Sure glad I bought 5 acres down there real close to campsite C, I now have a small building on it. Maybe I will have to think about renting it out for fishing and hunting trips. 
Be a damn shame if they shut that place down, my guess is its a rumor, been a lot of them over the 30 year.s I've been going down there.


----------



## Bonecrusher (Aug 7, 2010)

Heading down for the first time next week. Me and a couple buddies will be there from Thursday through Saturday.


----------



## dre (Aug 14, 2009)

You going to hit up that pond i told you about on Facebook? I think you and your buddies would be very satisfied. Perfect pond for a group of people..lots of pond to cover!



Bonecrusher said:


> Heading down for the first time next week. Me and a couple buddies will be there from Thursday through Saturday.


----------



## Bonecrusher (Aug 7, 2010)

I'm still trying to cover a game plan. I think we are staying at C. A guy I work with has been fishing the place for years and colored in my map for me  If we have time we might drive up there.


----------



## pappasmurf (Feb 9, 2012)

Where is campsite c, and how do you get to it from Columbus?


----------



## shroomhunter (Aug 6, 2004)

pappasmurf said:


> Where is campsite c, and how do you get to it from Columbus?

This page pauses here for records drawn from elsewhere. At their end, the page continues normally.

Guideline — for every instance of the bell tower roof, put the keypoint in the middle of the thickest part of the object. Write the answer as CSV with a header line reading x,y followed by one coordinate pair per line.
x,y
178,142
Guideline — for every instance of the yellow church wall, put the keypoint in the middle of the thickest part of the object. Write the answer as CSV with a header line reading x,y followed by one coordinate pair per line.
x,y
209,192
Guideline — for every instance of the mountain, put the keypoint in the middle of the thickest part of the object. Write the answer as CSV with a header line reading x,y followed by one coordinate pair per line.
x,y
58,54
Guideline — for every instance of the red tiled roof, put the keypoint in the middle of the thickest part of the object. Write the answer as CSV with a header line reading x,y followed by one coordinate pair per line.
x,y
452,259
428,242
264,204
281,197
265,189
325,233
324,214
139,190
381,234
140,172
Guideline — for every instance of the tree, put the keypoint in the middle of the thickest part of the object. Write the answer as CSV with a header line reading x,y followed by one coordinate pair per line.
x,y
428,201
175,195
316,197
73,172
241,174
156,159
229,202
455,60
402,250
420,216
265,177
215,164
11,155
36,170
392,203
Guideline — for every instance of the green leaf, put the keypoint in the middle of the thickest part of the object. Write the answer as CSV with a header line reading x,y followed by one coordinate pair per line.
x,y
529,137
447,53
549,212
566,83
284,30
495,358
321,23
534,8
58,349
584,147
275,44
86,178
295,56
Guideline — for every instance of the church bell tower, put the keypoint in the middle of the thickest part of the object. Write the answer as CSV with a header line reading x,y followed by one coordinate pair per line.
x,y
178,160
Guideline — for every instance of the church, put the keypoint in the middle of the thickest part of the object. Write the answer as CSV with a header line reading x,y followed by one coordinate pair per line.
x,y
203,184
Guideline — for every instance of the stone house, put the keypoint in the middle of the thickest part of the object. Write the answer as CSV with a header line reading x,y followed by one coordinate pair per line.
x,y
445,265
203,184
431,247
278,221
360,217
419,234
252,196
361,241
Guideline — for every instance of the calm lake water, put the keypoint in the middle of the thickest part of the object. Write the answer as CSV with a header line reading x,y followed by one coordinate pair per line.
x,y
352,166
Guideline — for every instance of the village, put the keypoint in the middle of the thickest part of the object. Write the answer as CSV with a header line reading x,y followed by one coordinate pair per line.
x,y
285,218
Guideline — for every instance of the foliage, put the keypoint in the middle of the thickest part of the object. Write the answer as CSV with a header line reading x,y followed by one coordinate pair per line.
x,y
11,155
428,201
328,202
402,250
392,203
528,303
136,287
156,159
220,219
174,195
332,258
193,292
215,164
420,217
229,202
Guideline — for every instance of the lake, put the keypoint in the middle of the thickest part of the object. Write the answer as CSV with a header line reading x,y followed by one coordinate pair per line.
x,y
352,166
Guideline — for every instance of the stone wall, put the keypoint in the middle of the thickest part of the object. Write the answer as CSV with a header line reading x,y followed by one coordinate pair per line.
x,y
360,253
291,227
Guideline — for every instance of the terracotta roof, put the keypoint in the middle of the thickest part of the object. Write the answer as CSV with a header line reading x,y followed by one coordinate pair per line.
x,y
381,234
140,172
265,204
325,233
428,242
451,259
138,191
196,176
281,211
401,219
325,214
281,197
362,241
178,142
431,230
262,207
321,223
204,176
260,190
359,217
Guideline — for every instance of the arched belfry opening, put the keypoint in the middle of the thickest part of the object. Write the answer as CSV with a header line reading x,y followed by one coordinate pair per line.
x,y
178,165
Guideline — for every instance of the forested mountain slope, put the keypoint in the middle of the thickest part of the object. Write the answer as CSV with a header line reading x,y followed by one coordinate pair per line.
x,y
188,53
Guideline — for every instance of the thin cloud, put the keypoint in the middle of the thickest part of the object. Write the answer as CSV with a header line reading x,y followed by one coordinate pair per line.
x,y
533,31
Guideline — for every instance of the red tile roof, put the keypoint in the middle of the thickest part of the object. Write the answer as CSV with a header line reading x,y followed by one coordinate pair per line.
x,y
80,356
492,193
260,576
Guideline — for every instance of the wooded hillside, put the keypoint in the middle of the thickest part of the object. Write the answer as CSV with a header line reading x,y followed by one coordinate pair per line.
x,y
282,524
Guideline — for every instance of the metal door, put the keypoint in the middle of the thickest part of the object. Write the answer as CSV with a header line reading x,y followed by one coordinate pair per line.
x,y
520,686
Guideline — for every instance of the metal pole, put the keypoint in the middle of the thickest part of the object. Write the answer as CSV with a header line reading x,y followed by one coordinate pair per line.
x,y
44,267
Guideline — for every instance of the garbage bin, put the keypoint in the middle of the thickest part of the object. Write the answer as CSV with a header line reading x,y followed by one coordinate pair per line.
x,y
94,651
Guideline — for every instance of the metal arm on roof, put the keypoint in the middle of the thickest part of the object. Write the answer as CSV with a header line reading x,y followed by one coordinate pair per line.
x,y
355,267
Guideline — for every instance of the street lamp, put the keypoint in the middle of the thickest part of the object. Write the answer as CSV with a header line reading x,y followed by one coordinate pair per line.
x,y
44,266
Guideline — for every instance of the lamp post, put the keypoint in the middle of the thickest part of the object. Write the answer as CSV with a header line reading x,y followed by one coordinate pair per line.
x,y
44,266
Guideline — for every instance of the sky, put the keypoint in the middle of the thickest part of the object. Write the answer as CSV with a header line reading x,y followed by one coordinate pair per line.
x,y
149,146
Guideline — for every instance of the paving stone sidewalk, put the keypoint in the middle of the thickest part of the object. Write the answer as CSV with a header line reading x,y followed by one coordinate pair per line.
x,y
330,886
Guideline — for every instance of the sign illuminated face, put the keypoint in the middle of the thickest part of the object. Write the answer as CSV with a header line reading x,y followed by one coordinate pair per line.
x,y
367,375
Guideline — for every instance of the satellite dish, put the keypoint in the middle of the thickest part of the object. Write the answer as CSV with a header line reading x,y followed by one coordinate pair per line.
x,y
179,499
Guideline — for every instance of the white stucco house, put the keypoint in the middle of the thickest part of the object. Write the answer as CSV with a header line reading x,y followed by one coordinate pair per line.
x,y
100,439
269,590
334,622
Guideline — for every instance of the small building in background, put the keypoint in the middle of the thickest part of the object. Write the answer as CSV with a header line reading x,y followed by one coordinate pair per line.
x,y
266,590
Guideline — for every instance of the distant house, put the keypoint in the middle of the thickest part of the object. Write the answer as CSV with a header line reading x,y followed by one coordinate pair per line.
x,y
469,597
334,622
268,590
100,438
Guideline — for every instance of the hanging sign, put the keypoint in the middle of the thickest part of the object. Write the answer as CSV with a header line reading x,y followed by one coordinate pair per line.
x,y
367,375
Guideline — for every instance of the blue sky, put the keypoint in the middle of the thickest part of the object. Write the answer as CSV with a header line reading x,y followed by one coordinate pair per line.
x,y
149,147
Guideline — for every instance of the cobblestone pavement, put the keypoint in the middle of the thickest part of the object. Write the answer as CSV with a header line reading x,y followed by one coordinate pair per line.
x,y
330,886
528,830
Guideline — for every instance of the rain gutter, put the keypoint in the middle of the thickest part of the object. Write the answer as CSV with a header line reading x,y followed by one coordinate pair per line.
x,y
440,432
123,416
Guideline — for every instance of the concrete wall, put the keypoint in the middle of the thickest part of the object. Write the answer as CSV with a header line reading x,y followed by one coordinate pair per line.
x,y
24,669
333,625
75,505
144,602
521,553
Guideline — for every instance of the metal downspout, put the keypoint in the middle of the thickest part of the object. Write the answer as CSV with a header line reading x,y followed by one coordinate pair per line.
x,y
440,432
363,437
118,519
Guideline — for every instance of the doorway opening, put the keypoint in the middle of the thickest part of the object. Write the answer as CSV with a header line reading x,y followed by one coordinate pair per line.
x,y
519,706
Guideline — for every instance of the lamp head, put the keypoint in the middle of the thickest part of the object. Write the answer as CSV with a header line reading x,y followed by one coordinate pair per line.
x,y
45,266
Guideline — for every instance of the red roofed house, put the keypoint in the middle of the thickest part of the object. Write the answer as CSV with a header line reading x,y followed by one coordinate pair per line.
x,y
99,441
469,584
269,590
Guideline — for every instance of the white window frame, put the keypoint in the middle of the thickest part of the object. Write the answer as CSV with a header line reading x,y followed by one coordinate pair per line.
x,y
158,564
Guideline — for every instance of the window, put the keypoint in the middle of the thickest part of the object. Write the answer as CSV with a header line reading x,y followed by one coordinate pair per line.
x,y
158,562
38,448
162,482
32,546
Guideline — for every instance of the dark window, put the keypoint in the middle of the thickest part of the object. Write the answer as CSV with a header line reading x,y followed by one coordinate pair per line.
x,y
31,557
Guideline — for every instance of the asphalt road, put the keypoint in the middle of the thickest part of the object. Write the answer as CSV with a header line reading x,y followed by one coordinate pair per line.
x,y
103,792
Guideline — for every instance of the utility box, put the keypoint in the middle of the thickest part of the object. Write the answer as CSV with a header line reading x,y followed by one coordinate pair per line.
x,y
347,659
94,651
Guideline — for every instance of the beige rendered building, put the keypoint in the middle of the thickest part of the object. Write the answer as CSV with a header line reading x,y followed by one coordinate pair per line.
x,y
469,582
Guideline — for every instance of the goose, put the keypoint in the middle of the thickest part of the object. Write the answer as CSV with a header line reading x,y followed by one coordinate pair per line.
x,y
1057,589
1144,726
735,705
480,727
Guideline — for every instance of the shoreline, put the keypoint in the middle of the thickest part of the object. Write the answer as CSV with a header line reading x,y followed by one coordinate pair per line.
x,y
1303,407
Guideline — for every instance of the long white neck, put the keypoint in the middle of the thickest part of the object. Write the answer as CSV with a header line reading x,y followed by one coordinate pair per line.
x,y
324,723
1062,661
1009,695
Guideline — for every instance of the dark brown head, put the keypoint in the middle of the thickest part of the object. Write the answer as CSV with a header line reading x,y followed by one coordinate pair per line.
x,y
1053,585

70 east from Columbus at Zanesville hit 146 east towards Cumberland, when you come to a little town called Chandlersville take 284 south, look for signs to The Wilds, you will go about 12 miles and you will see an AEP sign for camp Sand Hollow on your left this is campsite C
As easy as it gets, watch those curves on 284 speed limit says 55 but good luck with that


----------